一拍置いて、鬼討師は力ある言葉を告げた。

「――花に還れ。風巻花飛ふうかんかひ

その言葉を唱えた途端、大鹿の口から赤、白、黄、オレンジ、紫、ピンク、黄緑、青など、様々な色の花びらが吐き出された。それらは風に乗り、渦を巻きながらがしゃどくろに向っていく。がしゃどくろは避けようとするが、上下左右に移動しようが、手で振り払おうが、花びらは散り散りになることはなかった。むしろ男に貼りつくように近づいてくる。

『ナ、なんダ!これハ!!』

その表情には、振り切れない焦りと花びらに対する恐れが見てとれた。

「怖がることはねぇよ。そいつらに包まれて、お前は花びらになる。自然の一部になるのさ。そうなれば、もう怒りや憎しみに振り回されることもなくなる」

鬼討師の言葉を聞いたがしゃどくろは、目を見開く。そして、顔半分を青ざめさせながら、首を勢いよく振った。

『い、イヤだ!!オレはまだ、俺でイタい!!』

鬼討師は、ふうっと呆れたように息を吐いた。

「さっき、この子を殺そうとした奴が何言ってやがる。お前は自分で自分の首を絞めた。怒りと憎しみを腹ん中に収めていれば、お前はお前のまま高天原に行けたかもしれない。だが、お前は感情のままに動くことを選んだ。その結果がこれだ。諦めて還れ。俺は、この子のように優しくはない」

鬼討師は、冷たく突き放すように告げた。

『ウあぁぁぁぁぁぁァァァァッ!!』

がしゃどくろは絶叫し、鬼討師に向かって飛びかかった。赤い骨の手が鬼討師の顔にかかると思われたが、その骨の指先は、瞬く間に花びらに包まれ、五色の花びらに変化した。
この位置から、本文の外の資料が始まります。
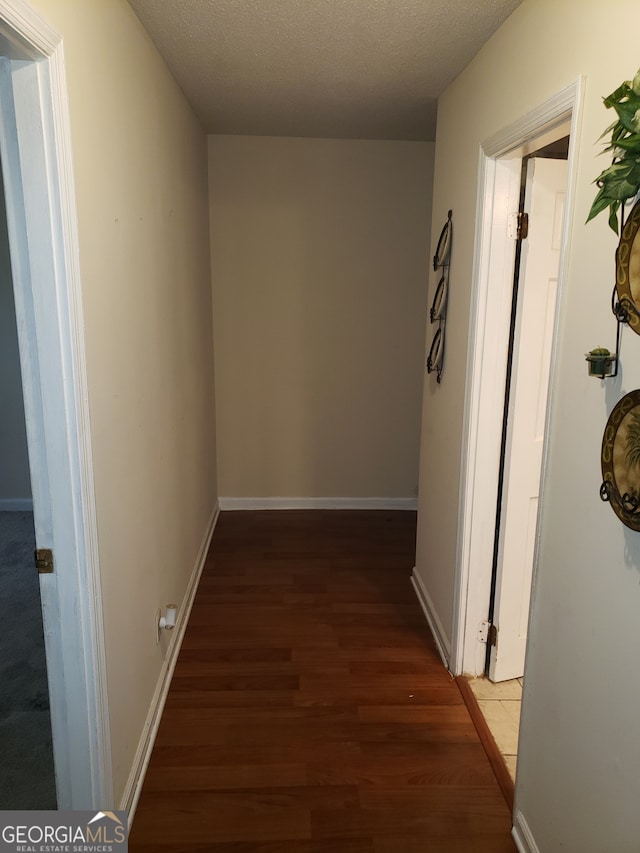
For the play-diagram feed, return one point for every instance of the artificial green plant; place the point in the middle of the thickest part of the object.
(621, 180)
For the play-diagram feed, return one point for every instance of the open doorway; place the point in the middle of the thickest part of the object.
(42, 231)
(27, 778)
(539, 227)
(494, 333)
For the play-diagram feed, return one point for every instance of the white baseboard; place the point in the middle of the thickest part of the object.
(16, 505)
(522, 835)
(133, 787)
(318, 503)
(439, 634)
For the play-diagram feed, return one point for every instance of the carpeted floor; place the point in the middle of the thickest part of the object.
(26, 764)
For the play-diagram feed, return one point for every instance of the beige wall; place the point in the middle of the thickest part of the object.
(140, 167)
(15, 483)
(319, 263)
(578, 785)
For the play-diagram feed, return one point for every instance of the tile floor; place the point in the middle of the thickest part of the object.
(500, 705)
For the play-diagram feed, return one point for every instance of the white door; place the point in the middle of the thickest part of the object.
(535, 316)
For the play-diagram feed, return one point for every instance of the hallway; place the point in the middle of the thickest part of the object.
(309, 710)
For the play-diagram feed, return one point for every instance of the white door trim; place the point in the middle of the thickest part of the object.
(35, 140)
(486, 365)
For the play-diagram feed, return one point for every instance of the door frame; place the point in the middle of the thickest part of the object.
(498, 184)
(35, 142)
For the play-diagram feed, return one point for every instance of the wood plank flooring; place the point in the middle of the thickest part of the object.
(309, 710)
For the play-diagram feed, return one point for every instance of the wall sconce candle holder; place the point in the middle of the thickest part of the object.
(438, 311)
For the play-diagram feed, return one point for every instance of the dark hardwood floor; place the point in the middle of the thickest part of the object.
(309, 710)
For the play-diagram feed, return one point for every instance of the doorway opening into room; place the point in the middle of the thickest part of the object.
(538, 228)
(27, 779)
(43, 247)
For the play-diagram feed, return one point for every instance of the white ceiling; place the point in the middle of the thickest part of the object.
(356, 69)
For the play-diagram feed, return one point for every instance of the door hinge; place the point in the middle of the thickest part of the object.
(518, 225)
(44, 561)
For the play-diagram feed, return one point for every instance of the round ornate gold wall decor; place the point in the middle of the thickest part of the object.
(628, 268)
(620, 460)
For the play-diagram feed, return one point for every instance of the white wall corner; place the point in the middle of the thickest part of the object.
(16, 505)
(439, 634)
(522, 835)
(228, 504)
(142, 757)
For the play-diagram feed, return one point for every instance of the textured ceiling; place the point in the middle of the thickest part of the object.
(325, 68)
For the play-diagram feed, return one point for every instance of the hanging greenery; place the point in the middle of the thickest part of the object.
(621, 180)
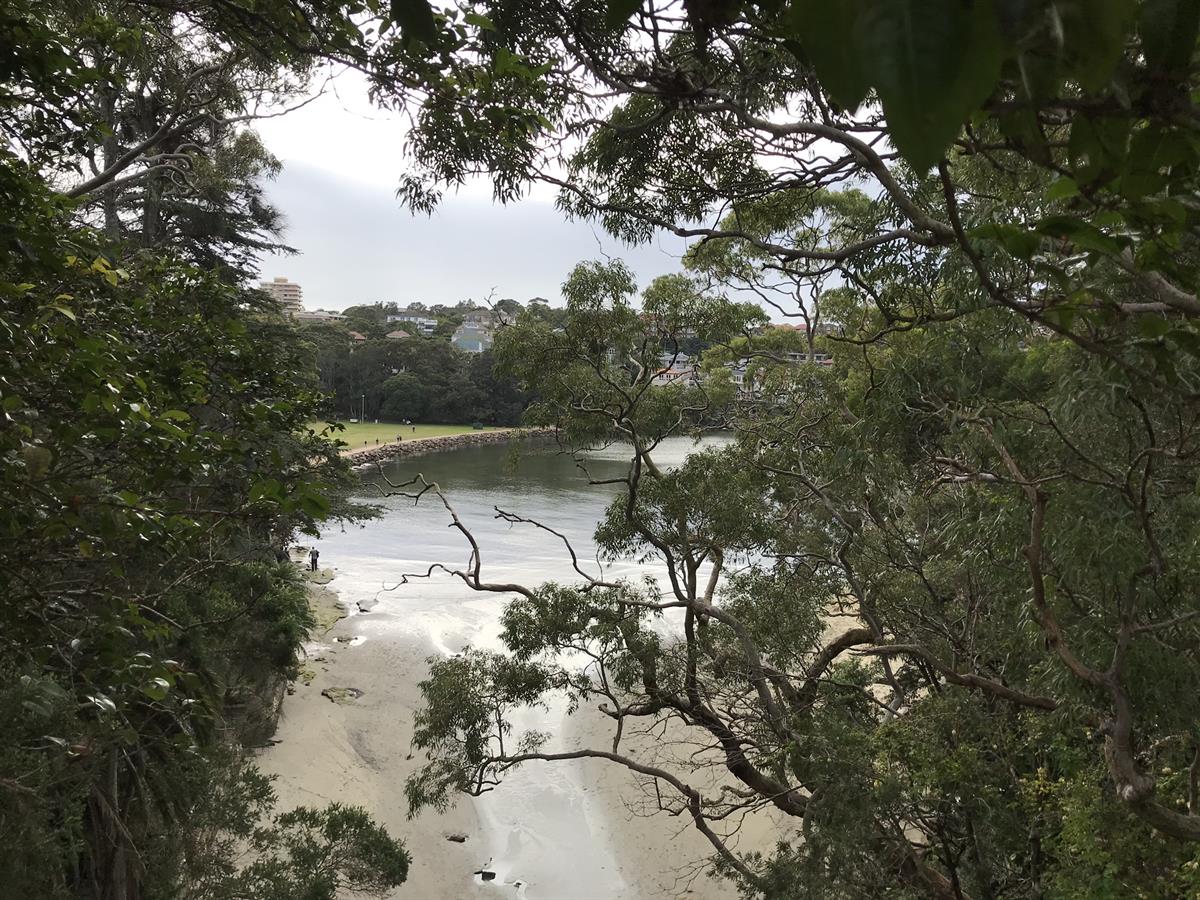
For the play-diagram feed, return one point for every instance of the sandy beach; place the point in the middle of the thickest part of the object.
(357, 751)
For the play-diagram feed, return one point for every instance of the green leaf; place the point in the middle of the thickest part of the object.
(1062, 189)
(1093, 37)
(1083, 234)
(933, 64)
(1152, 327)
(1018, 241)
(1169, 30)
(156, 688)
(479, 21)
(37, 460)
(826, 34)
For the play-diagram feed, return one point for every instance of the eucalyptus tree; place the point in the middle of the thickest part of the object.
(994, 203)
(155, 456)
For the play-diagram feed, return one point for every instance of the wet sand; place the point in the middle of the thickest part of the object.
(358, 751)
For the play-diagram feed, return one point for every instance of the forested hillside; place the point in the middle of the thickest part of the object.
(931, 606)
(154, 463)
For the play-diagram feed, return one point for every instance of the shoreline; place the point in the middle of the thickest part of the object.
(345, 736)
(364, 456)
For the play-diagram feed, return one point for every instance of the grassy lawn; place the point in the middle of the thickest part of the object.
(365, 433)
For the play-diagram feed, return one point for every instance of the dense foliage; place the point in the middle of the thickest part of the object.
(155, 461)
(423, 379)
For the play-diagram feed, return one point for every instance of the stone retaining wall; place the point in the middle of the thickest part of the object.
(370, 456)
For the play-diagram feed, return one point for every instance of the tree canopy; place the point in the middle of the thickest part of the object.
(933, 605)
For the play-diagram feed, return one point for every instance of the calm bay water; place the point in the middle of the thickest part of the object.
(543, 815)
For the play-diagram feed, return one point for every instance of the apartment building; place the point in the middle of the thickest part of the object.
(286, 293)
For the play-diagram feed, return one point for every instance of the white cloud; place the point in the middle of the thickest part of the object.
(342, 162)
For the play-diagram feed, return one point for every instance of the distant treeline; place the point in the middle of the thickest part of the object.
(419, 378)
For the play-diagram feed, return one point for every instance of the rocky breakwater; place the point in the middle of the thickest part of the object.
(366, 456)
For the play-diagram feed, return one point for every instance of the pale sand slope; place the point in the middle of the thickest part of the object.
(359, 754)
(355, 754)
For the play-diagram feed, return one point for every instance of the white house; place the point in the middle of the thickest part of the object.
(471, 339)
(417, 318)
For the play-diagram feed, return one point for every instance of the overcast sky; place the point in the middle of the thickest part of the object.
(337, 191)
それもつかの間、がしゃどくろは手だけでなく、体全体を花びらに包まれた。

竜巻のようにくるくると舞う花びらに取り囲まれたがしゃどくろは、一瞬のうちに花となり、舞い上がる花びらの一部となった。

やがて、花びらの大群は、吹き上げてきた冷たい風にさらわれていった。

最後に、ピンク色の花びらが一枚、雲の向こうへ飛んでいくのを、悠子は沈痛な面持ちで見つめていた。